Nearly 25 years ago, I received an exercise that was originally meant to remove writer's block. Writing only one page a day, using my opposite hand, I was to pull a title out of the air — and begin. Once a page was completed, I wasn't to look at it again. Consequently, each page was written fresh the next day without benefit of what had already been logged. The title came effortlessly; words waiting in the wings. For my subject, I chose to write about a simple object, and the seemingly simple way I'd acquired it. At first, this exercise resulted in a very long day. In extreme fashion, I'd either write very quickly first thing in the morning, or resist sitting down to my one page until late at night. Nevertheless, I managed to produce a page a day. So began my curious relationship to An Amber Heart.

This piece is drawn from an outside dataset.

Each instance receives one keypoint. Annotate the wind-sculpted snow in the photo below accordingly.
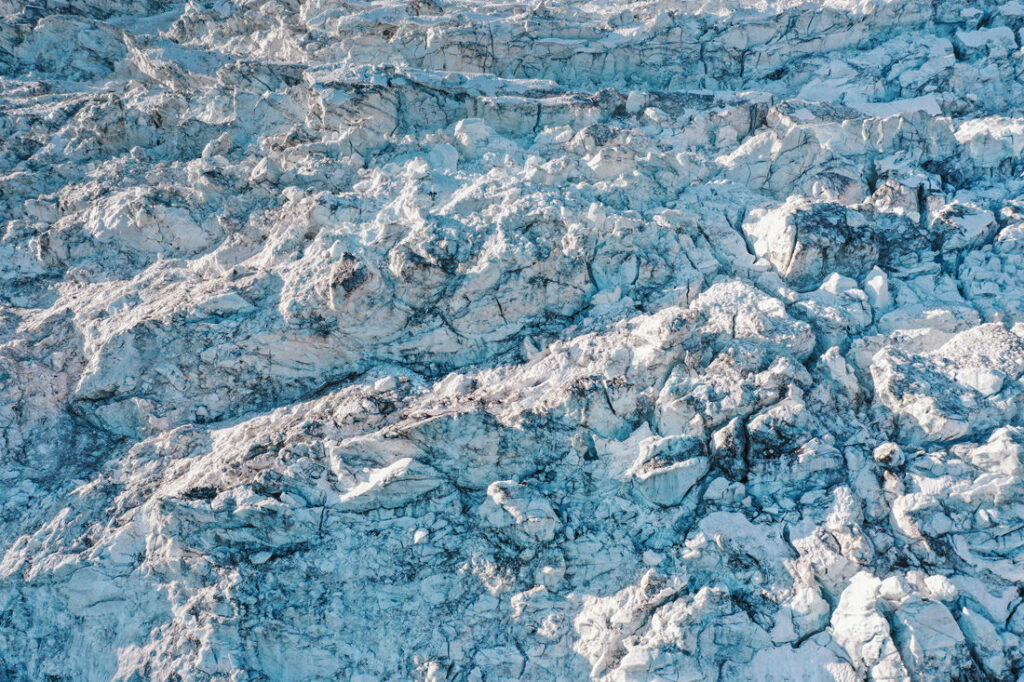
(462, 341)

One morning, another title occurred to me. I began writing an additional page-a-day on an entirely different piece — a light-hearted teleplay based on mythological themes. The humorous nature of the teleplay provided a kind of "comic relief" from the more intense writing of An Amber Heart. Now writing in tandem, from two opposite points of view, my two projects began to grow. The page-a-day expanded to five pages. Five pages expanded to ten. The passion for writing returned to me. And the unfolding story of An Amber Heart — like magic words appearing before me — completely captured my attention. Subtle, suspenseful — the writing surprised me, drew me in. It began in a third-person narrative, then changed to first-person. Little did I know that my "block" consisted of layers of judgments, attachments to old wounds, and a bank of unresolved feelings that, over the years, like the rings of a tree, I had allowed to grow around and close off access to my heart.
It is an unusual read — not a typical memoir-style of writing — and shaped with parts instead of chapters. The story "unfolds" in a series of contemplations that were formed one evening while I was watching a sunset in my front yard overlooking the Big Sur coastline.